Horses are a herd animal and an animal of prey — making them incredibly reactive and alert to their interactions and surroundings, said Josh Schubert, a licensed professional counselor in Virginia who hosts the Equine Therapy Podcast.
“Horses are so big and powerful you can’t force them to do something — if you want to communicate with them, you need to be empathetic and see things from their point of view. Horses will let you be next to them freely if you have a certain energy level. You need to be calm and focused on the here and now — you need to be present with them,” he explained. “The goal is that if you’re going to have a good relationship with other people, you have to have control and be aware of yourself and your energy levels. It trains you in those ways. It allows you to have those better connections and relationships with people.”

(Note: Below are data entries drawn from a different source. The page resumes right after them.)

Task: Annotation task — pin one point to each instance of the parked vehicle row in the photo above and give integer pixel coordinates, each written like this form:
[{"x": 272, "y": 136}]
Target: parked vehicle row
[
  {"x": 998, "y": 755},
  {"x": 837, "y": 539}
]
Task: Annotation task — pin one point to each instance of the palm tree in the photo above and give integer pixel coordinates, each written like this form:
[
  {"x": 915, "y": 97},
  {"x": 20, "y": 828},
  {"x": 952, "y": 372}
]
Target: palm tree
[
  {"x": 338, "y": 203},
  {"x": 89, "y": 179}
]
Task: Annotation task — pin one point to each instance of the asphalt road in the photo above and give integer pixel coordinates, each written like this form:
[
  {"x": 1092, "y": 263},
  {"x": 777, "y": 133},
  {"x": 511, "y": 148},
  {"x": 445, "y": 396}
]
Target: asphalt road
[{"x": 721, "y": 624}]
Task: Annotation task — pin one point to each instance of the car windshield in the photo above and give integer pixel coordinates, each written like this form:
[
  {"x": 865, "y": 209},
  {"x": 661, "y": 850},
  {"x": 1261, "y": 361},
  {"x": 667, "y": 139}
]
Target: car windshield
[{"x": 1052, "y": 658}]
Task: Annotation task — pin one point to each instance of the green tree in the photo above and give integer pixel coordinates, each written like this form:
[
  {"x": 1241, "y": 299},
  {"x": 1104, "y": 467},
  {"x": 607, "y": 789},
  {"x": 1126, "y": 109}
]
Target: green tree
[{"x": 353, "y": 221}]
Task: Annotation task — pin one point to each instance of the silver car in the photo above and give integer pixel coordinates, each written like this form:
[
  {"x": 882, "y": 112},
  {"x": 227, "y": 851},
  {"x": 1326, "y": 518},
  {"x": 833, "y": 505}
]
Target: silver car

As academia gets more involved and interested in the benefits of equine therapy, we are discovering additional tangible results, Schubert added. One recent study showed that riding horses and learning to read their vibrations increased children’s ability to use self-control in social situations. Another showed upticks in “self-image, self-control, trust and general life satisfaction” in at-risk subjects who partook in weekly sessions over the course of seven months. In turn, that increased self-awareness and control can be transferred within the real world.
“Most people walk around in a state of fear with their nervous systems activated, and horses are so present that they mirror what we’re communicating non-verbally,” said Diane Hunter, an equus and life coach in Los Gatos, Calif. “The way we look at it, in the equine world, the horse is a reflection for what state of being you are. Your first impression should show you more about yourself [than the other person].”
But what makes for a bad first impression?
“With a horse, if I’m showing up to the relationship and not feeling very confident, it’s like thinking I’m unworthy of someone’s attention or insecure,” Hunter said. “If I see that in a client, I ask them: ‘What do you value you in yourself that you love?’ And when they connect with that, they connect with their heart. And we’re in a place of wholeness again.”
Plus, notes Schubert, equine therapy — which extends its powers to clients with PTSD and anxiety, to, say, Anthony Weiner’s rehab for sex addiction — takes clients outside the traditional doctor’s office setting.
“People open up more with horses, I think, because the focus isn’t on them,” Schubert added. “They can focus on the animal and the animal’s emotions. And then the animal picks up on their emotions. This is where the communication comes in.”
Results from the visceral experience of working with horses — the process can range from a few hours to a multiday workshop to, in Hunter’s case, years (she took a workshop with Simpson in 2009 and never looked back) — is said to improve the love we give, both to ourselves and to others.
“Someone can become more conscious of what their internal dialogue is, and how that’s affecting their relationships, especially their romantic ones,” said Simpson. Horses “can show us whether or not we fully see ourselves. We begin to recognize our thought and coping patterns. When someone has an experience like that, you take the excuses and the story lines away. You stop thinking ‘Oh, well, that was just a coincidence,’ or ‘I’m not good enough.’ ”
But, continued Simpson, you have to do more than see it to believe it. “To me, it’s like if you’ve never tasted a lemon before. I can describe it and talk about it for a long time, but if I cut open a lemon and you smell it and put a drop of lemon on your tongue, you will always know. This gives people a visceral experience of themselves and how [they] impact their relationships. Once they’ve done that, they have a choice. They can come to a relationship in a new way.”